Mr. Marowitz was a latter-day example of a type once common in the American theatre: the all-around theatre professional. He directed, he wrote plays, he lead theatre companies, he wrote dramatic criticism and books of theory.

Following service in the Korean War, he attended the London Academy of Music and Dramatic Art. Antonin Artaud and Vsevolod Meyerhold were early influences on his view of what the theatre could be. Following school, he spent two decades in London, during which he worked with director Peter Brook and co-founded with Thelma Holt, in 1968, the Open Space Theatre. The troupe, which began in a basement on Tottenham Court Road in London, had Mr. Marowitz's adaptation of The Merchant of Venice as its inaugural production.

Another production, Exit Music, began with the audience coming into the theatre and being denied their seats. They were then put on a bus which drove them around London, taking them to various prearranged happenings. The company closed in 1980. He wrote about these experiences in his book "Burning Bridges," published in 1990.
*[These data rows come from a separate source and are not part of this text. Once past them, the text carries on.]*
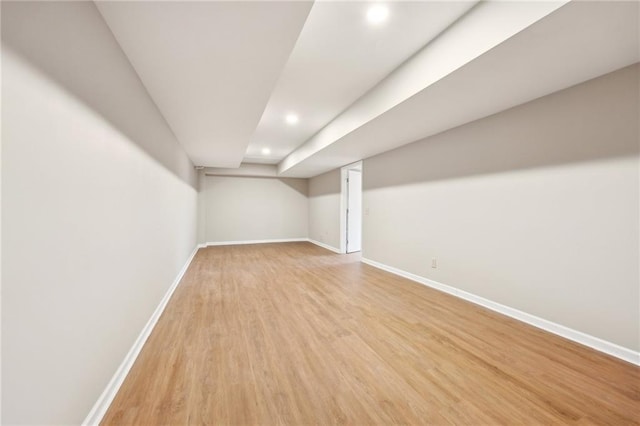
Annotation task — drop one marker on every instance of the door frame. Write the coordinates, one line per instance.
(343, 202)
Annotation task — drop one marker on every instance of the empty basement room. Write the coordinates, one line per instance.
(295, 212)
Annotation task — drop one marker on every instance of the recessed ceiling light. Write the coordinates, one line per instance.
(377, 14)
(291, 118)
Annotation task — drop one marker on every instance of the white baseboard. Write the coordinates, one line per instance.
(560, 330)
(234, 243)
(323, 245)
(104, 401)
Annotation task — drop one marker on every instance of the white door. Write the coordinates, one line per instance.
(354, 211)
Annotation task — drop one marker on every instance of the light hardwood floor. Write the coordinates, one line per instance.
(294, 334)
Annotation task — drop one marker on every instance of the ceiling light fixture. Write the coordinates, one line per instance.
(377, 14)
(291, 118)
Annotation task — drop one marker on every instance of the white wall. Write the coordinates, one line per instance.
(324, 208)
(239, 208)
(535, 208)
(98, 210)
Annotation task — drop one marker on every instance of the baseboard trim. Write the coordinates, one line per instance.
(235, 243)
(325, 246)
(560, 330)
(106, 398)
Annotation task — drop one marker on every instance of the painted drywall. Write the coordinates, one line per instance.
(98, 210)
(239, 208)
(535, 208)
(324, 208)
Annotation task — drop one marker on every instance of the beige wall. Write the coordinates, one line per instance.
(535, 208)
(98, 210)
(239, 208)
(324, 208)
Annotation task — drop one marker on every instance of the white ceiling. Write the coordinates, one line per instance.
(224, 74)
(578, 41)
(338, 57)
(210, 67)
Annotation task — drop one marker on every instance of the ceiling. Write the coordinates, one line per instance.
(210, 67)
(338, 57)
(226, 74)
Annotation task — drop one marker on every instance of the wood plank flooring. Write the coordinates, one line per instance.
(291, 333)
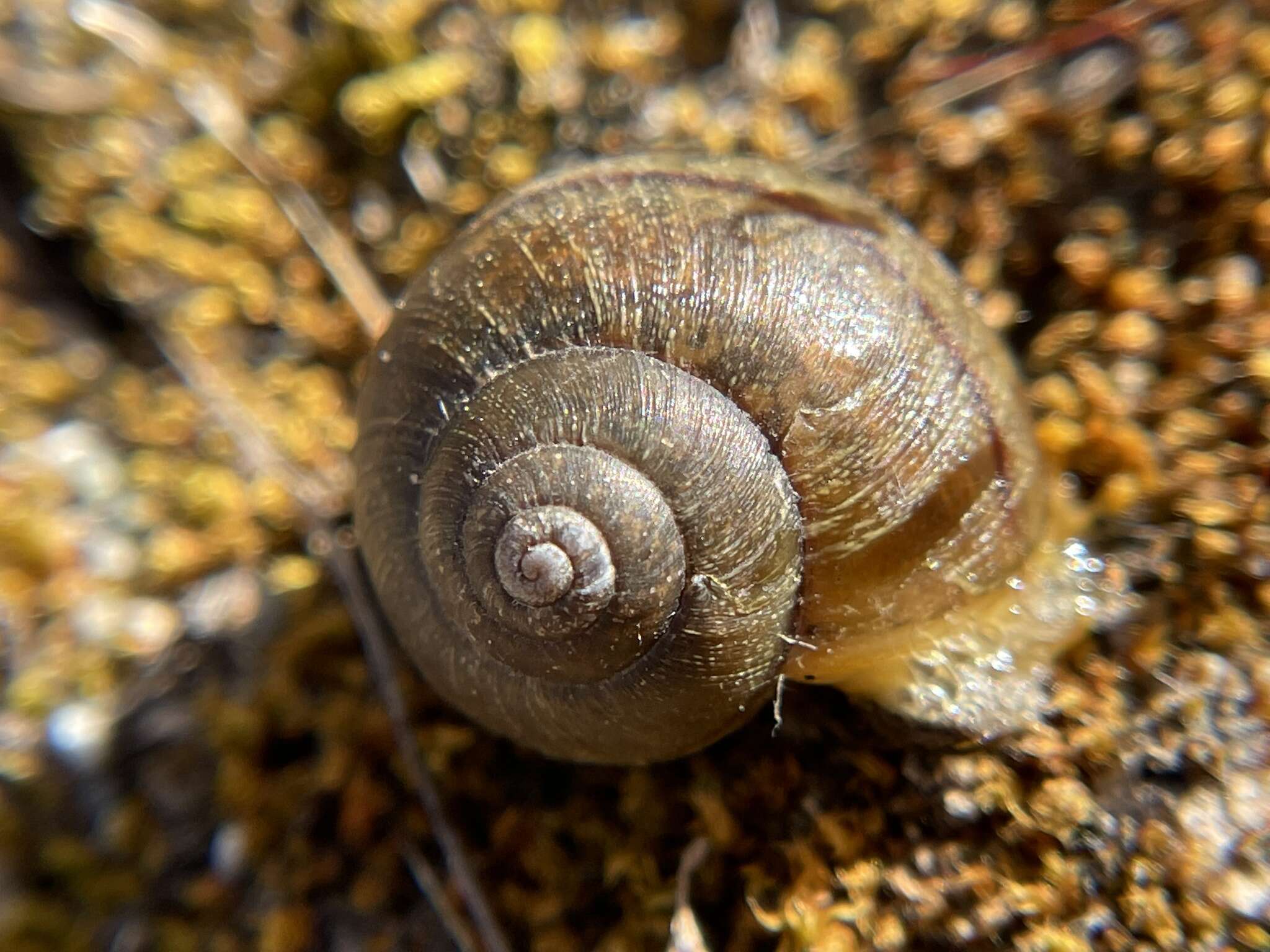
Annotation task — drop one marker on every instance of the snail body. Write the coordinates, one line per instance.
(653, 432)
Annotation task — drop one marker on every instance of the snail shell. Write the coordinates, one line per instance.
(652, 432)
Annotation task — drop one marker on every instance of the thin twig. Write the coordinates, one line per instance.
(430, 885)
(213, 106)
(958, 77)
(346, 569)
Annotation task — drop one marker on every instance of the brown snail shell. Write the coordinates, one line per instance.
(652, 432)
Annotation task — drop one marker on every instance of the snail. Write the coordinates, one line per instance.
(653, 433)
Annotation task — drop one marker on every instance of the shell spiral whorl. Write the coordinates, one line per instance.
(646, 425)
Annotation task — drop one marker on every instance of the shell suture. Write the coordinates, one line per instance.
(648, 372)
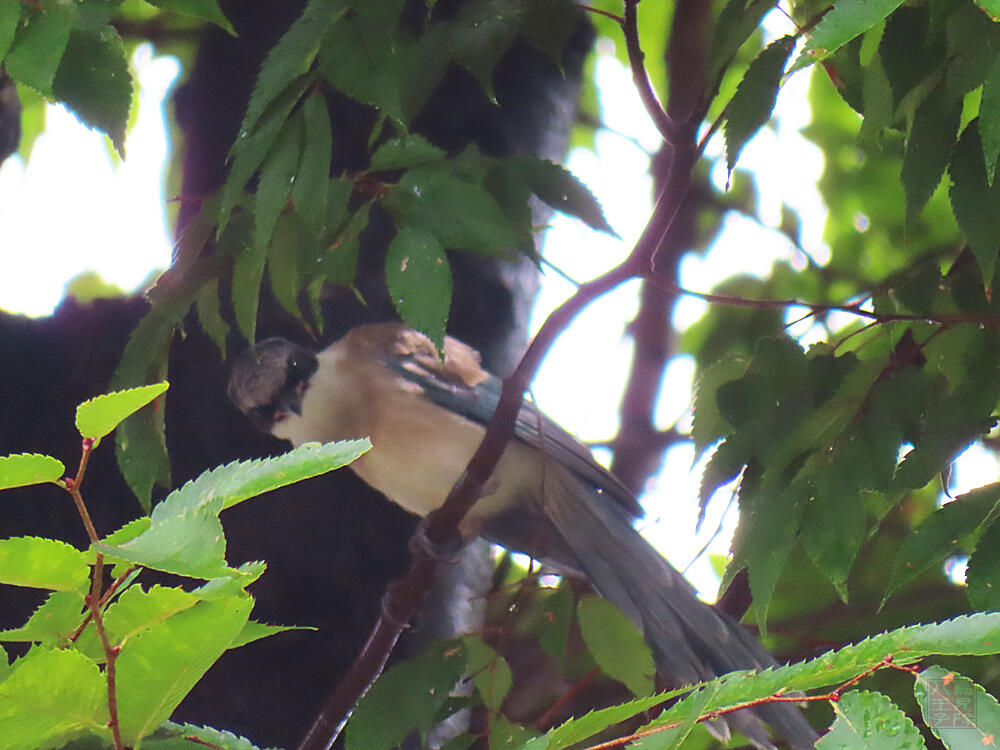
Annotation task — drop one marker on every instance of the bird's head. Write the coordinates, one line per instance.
(268, 381)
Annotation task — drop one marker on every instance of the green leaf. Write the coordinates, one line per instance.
(136, 610)
(160, 666)
(556, 618)
(43, 564)
(275, 182)
(255, 631)
(206, 10)
(575, 731)
(929, 143)
(866, 720)
(975, 202)
(341, 258)
(190, 544)
(767, 537)
(989, 118)
(673, 737)
(462, 214)
(983, 575)
(977, 634)
(406, 698)
(241, 480)
(51, 697)
(140, 443)
(418, 275)
(405, 152)
(753, 102)
(285, 261)
(171, 736)
(220, 588)
(101, 415)
(991, 8)
(958, 711)
(312, 180)
(940, 534)
(562, 190)
(847, 19)
(253, 146)
(738, 20)
(210, 318)
(616, 645)
(362, 60)
(53, 622)
(708, 425)
(484, 31)
(10, 15)
(248, 272)
(94, 81)
(973, 48)
(834, 526)
(505, 733)
(287, 61)
(23, 469)
(34, 57)
(548, 24)
(489, 671)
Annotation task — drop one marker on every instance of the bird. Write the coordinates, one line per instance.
(425, 411)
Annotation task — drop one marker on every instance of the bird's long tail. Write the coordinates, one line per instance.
(691, 641)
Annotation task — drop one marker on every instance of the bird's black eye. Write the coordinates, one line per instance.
(264, 413)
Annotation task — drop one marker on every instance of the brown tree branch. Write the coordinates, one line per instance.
(630, 28)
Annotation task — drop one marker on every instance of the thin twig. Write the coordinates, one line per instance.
(833, 695)
(104, 600)
(605, 13)
(72, 485)
(946, 319)
(659, 116)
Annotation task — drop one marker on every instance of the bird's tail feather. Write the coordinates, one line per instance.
(691, 641)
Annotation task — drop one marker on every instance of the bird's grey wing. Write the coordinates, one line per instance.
(532, 426)
(691, 641)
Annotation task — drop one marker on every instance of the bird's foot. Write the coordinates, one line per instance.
(449, 551)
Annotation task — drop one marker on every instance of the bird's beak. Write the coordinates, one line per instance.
(288, 404)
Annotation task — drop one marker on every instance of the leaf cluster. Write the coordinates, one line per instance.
(72, 53)
(112, 661)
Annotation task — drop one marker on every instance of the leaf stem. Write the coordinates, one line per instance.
(630, 28)
(833, 696)
(72, 486)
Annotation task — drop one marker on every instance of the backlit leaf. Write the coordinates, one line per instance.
(42, 564)
(754, 100)
(929, 143)
(23, 469)
(51, 697)
(100, 415)
(312, 180)
(159, 667)
(35, 54)
(867, 719)
(846, 20)
(975, 202)
(940, 534)
(419, 278)
(983, 575)
(616, 645)
(206, 10)
(94, 81)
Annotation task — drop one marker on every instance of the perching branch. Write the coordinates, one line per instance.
(441, 527)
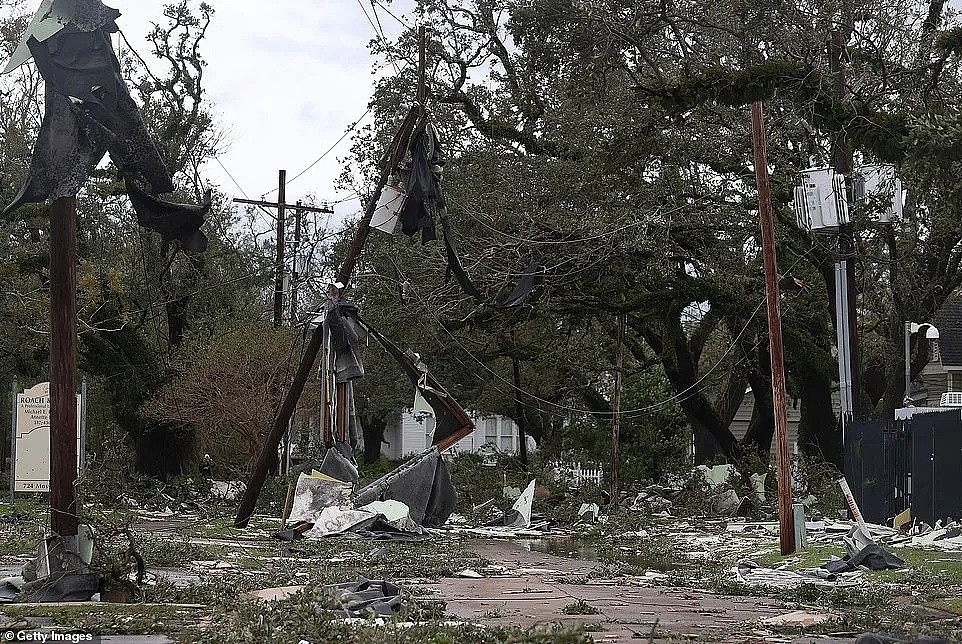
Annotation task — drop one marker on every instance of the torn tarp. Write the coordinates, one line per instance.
(872, 556)
(863, 552)
(365, 598)
(315, 493)
(348, 523)
(423, 484)
(425, 199)
(532, 277)
(345, 339)
(88, 112)
(178, 221)
(519, 516)
(338, 466)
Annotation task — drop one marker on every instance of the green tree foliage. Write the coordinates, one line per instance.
(142, 305)
(228, 393)
(610, 141)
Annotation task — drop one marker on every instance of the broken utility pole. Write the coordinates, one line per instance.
(280, 262)
(616, 409)
(63, 368)
(786, 522)
(280, 265)
(268, 452)
(414, 120)
(519, 410)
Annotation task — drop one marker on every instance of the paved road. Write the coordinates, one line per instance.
(535, 588)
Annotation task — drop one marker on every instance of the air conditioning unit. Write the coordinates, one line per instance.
(951, 399)
(820, 200)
In 1981 he moved to Los Angeles. In California he worked with the Los Angeles Actors' Theatre and, in 1990, founded the Malibu Stage Company, where he served as artistic director for 12 years. As was his tendency, he christened the new company with a production of a play of his own, Stage Fright.

He was free in his many adaptations of the classics, particularly Shakespeare, which he felt was artistically up for grabs. His rather grandly titled book "The Marowitz Shakespeare" was an anthology of seven of his adaptations of The Bard's works. "In the late 60s, through the work of people like William Burroughs and Brion Gysin, there was a strong movement towards cut-ups and collage," he said in a 2009 interview. "It drew me, and many other playwrights and directors, into its net. I became interested in disassembling classics – mainly the plays of Shakespeare – to see if in reassembling them one could convey dramatic nuances that added to those already contained in the original work."

He was critical, however, of other directors' liberal takes on the canon. "What I dislike in the theatre is the idiotic attempt to impose alien contemporary ideas onto the works of William Shakespeare," he said, "in order to make them more ‘topical’ but which serve only to dilute the original work...Placing Richard III in Nazi Germany, for example, bastardizes Shakespeare’s original work."

He landed a single play on Broadway, Sherlock's Last Case, starring Frank Langella. It ran for 124 performances in 1987. His most recent play, Murdering Marlowe, premiered in Los Angeles and was published by Dramatists Play Service in 2005.

As a critic, he was known for his sharp tongue and uncompromising appraisals. (He once called David Mamet's book on acting "True and False," "fatuous, sophistic, grandstanding and moronic.") His criticisms could be found in The New York Times, The Times of London, TheaterWeek, where he was a regular contributor, The Village Voice and American Theatre. He was the lead critic on the Los Angeles Herald-Examiner until it ceased publication. He was also the co-founder of Encore Magazine, which was published between 1954 and 1965. It was through Encore that he met Brook, who was also a contributor.

Born on Jan. 26, 1934, Charles Marowitz was the son of Polish Jewish immigrants and grew up speaking Yiddish. He caught the theatre bug early, forming a company while still a teenager.